Growing up in Massachusetts, Thanksgiving was a big cultural part of my upbringing. (The town I grew up in was incorporated in 1655.) I remember school assemblies and field trips commemorating the early European settlers and the help they received from the Wampanoag people to survive and thrive in those first years. Unfortunately, we also brought germs that the Wampanoag had no immuno-defense against.
As a child and youth, I remember the tradition of our annual high school football game against our arch-rivals. Those of us in the marching band would sit shivering in the stands, holding our freezing brass instruments and drums, intermittently playing fight songs and passing around hot cocoa, wishing half time would hurry up and get here so we could get out on the field and move around to warm up a little!
And most years, after the football game was over, we would travel to my grandparents house for the traditional meal of turkey and stuffing, sweet potatoes with marshmallows melted on top, and about every flavor of pie you could ever imagine. With aunts and uncles and parents and grandparents crowded around the table, we siblings and cousins were relegated to the folding tables in the living room to stuff ourselves silly. Above it all were loud voices and joyful belly laughs. And today I wish for one more gathering like that, but its not possible, because of distance, and because so many of those beloved people are no longer living.
Thanksgiving hasn't always been this way for me. Some years have been gathered with people from multiple countries and cultures. Some years have been quiet and alone, reflective times, and some have been with friends who are like family, very similar to the boisterous gatherings of my childhood.

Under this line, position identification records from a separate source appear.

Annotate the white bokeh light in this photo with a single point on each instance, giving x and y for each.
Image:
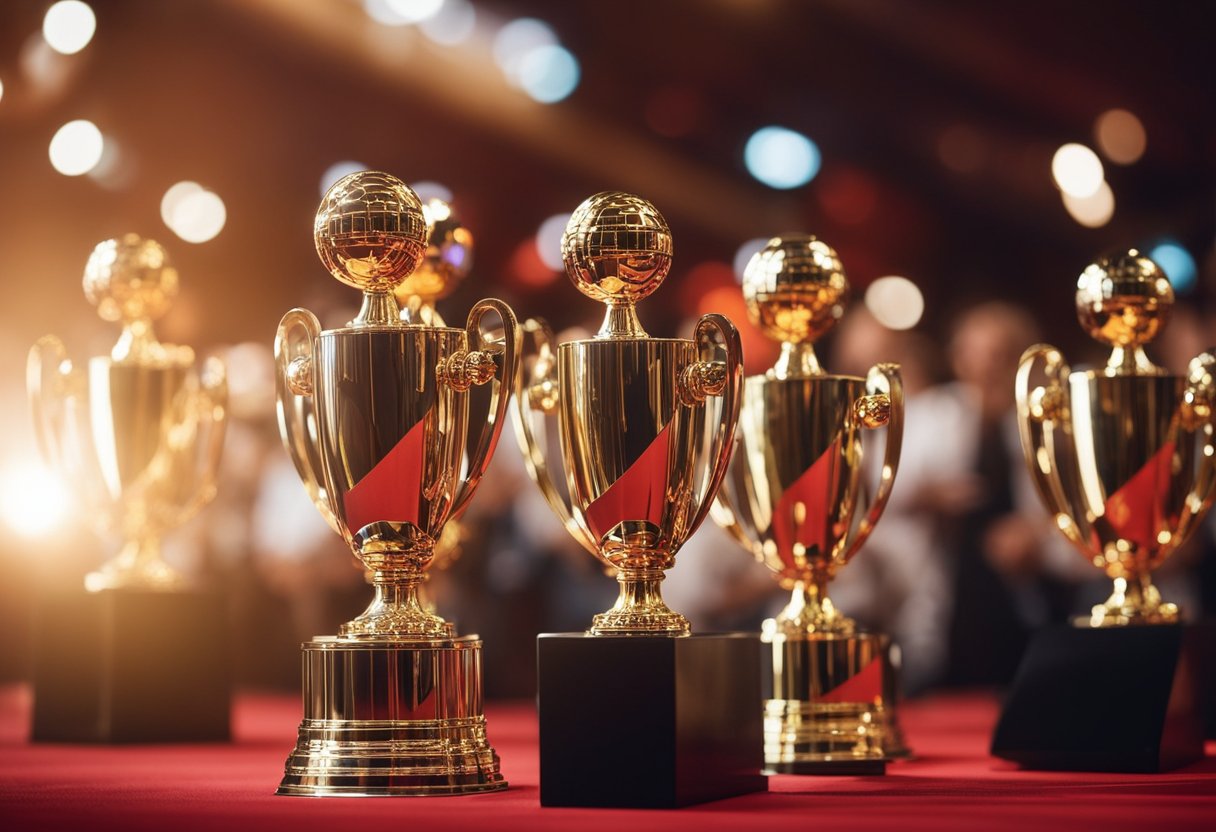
(1093, 211)
(77, 147)
(781, 158)
(549, 241)
(895, 302)
(33, 501)
(68, 26)
(337, 170)
(1077, 170)
(744, 253)
(452, 24)
(549, 73)
(192, 212)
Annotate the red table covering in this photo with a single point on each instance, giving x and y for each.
(952, 785)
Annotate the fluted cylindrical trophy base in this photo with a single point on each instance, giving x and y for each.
(832, 703)
(392, 718)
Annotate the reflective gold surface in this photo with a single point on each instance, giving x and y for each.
(1122, 457)
(646, 425)
(375, 416)
(797, 498)
(138, 434)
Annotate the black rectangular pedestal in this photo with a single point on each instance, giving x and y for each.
(1104, 700)
(130, 665)
(648, 721)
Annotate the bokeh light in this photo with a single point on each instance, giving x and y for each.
(77, 147)
(781, 158)
(1177, 264)
(1077, 170)
(452, 24)
(33, 501)
(549, 73)
(333, 173)
(68, 26)
(192, 212)
(1093, 211)
(744, 253)
(549, 241)
(516, 40)
(1120, 136)
(895, 302)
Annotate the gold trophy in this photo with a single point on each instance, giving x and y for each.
(646, 428)
(138, 434)
(375, 417)
(797, 499)
(1125, 462)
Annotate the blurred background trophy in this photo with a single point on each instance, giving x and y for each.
(375, 416)
(797, 499)
(1124, 460)
(646, 428)
(139, 655)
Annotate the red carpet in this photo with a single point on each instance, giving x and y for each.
(953, 785)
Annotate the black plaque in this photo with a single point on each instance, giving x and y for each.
(130, 665)
(648, 721)
(1104, 700)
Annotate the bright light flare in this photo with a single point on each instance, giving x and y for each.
(68, 26)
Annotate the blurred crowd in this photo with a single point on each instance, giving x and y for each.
(962, 568)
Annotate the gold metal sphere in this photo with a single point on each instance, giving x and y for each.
(617, 247)
(795, 288)
(370, 231)
(446, 259)
(129, 279)
(1124, 299)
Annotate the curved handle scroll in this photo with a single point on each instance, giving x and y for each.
(724, 380)
(479, 366)
(883, 404)
(1042, 420)
(294, 342)
(539, 393)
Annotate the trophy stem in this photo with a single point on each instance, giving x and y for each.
(810, 611)
(640, 608)
(1133, 601)
(397, 611)
(138, 565)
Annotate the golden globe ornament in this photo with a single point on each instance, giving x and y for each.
(1122, 456)
(375, 416)
(795, 499)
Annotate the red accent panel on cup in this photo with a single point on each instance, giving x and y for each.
(389, 492)
(1135, 510)
(639, 494)
(866, 685)
(801, 513)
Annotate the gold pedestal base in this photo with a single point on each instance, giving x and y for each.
(392, 718)
(833, 702)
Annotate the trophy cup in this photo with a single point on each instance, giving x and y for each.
(1122, 457)
(795, 499)
(375, 417)
(140, 655)
(646, 427)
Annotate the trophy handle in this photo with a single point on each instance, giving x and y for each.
(725, 378)
(297, 335)
(1042, 417)
(1198, 411)
(477, 366)
(539, 394)
(883, 404)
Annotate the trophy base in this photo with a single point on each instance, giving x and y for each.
(832, 707)
(130, 665)
(648, 721)
(1104, 700)
(387, 718)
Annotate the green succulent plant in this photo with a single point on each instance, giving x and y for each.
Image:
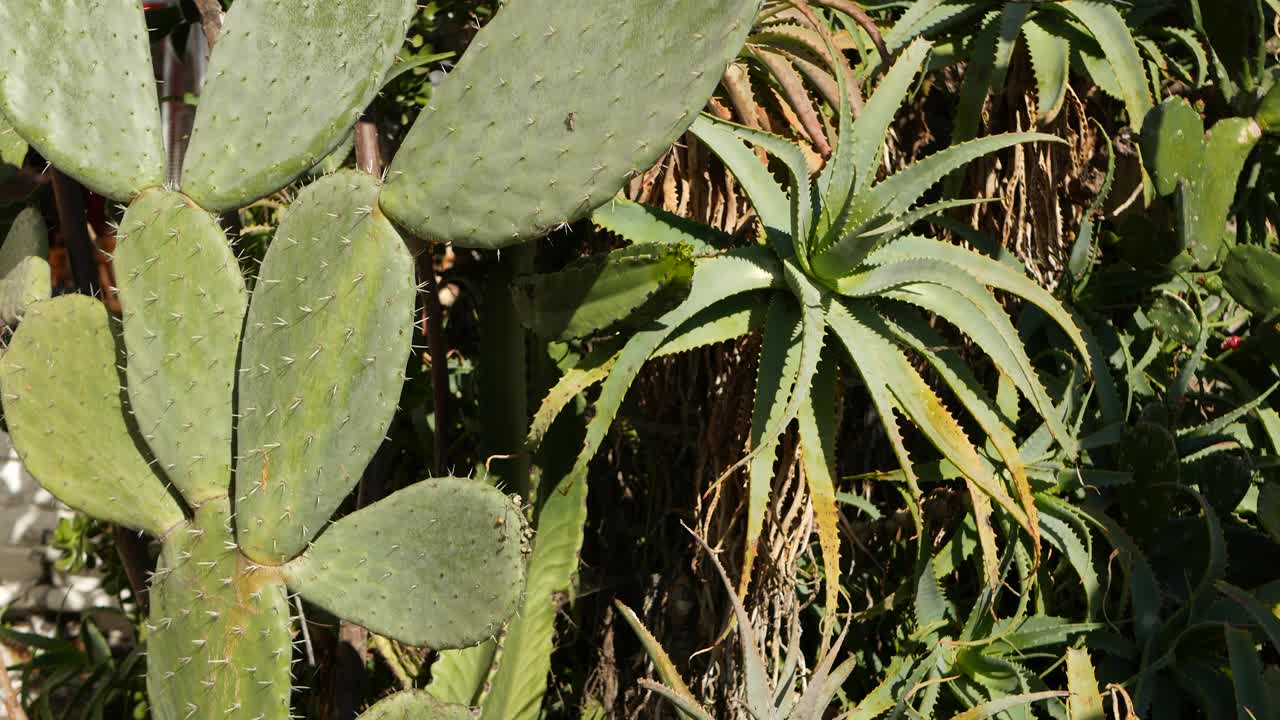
(1087, 35)
(309, 392)
(232, 428)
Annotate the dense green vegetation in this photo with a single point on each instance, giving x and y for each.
(928, 372)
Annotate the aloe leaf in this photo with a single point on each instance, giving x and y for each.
(901, 191)
(1041, 632)
(894, 226)
(1221, 424)
(1069, 534)
(1109, 28)
(592, 295)
(1082, 250)
(640, 223)
(817, 419)
(882, 364)
(798, 168)
(872, 126)
(897, 194)
(976, 86)
(987, 272)
(767, 197)
(1251, 688)
(1144, 593)
(886, 693)
(791, 86)
(590, 370)
(914, 332)
(813, 302)
(1005, 703)
(661, 660)
(759, 695)
(918, 18)
(714, 279)
(949, 292)
(1251, 274)
(776, 373)
(722, 322)
(836, 178)
(1011, 21)
(684, 705)
(1086, 701)
(1051, 62)
(521, 678)
(1264, 615)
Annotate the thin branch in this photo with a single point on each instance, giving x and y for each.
(863, 19)
(438, 346)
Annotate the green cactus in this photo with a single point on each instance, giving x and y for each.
(220, 624)
(77, 85)
(24, 276)
(232, 428)
(553, 108)
(1173, 137)
(286, 86)
(325, 340)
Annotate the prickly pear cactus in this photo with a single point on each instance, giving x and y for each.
(287, 82)
(554, 106)
(231, 427)
(24, 276)
(316, 381)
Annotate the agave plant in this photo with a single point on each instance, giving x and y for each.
(836, 260)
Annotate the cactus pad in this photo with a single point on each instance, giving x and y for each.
(1173, 139)
(415, 705)
(553, 108)
(183, 301)
(219, 643)
(1208, 196)
(438, 564)
(24, 276)
(77, 83)
(63, 401)
(321, 365)
(287, 82)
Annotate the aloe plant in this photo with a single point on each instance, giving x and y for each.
(836, 258)
(1084, 33)
(306, 395)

Regardless of what your Thanksgiving gathering looks like this year, I encourage you to find a few moments, on your own, or as a group story-telling event, to remember those celebrations from years gone by. What was memorable? (What do you wish was NOT memorable!?) What did you love? What do you long for and miss?
And then, after remembering, give thanks to God. For the good, the bad, the boisterous and the quiet. For the love, the laughter, the joy, and the anger, and yelling, and sadness. Through it all, God has been with us, and God WILL be with us, “never leaving us nor forsaking us.”
In good times and bad, in sickness and health, in our wealth and in our poverty, God is with us. In Hebrew, Emmanuel, God with us. That is the blessing of this Thanksgiving season as we prepare our hearts for Advent. God IS with us. Thanks be to God. Amen.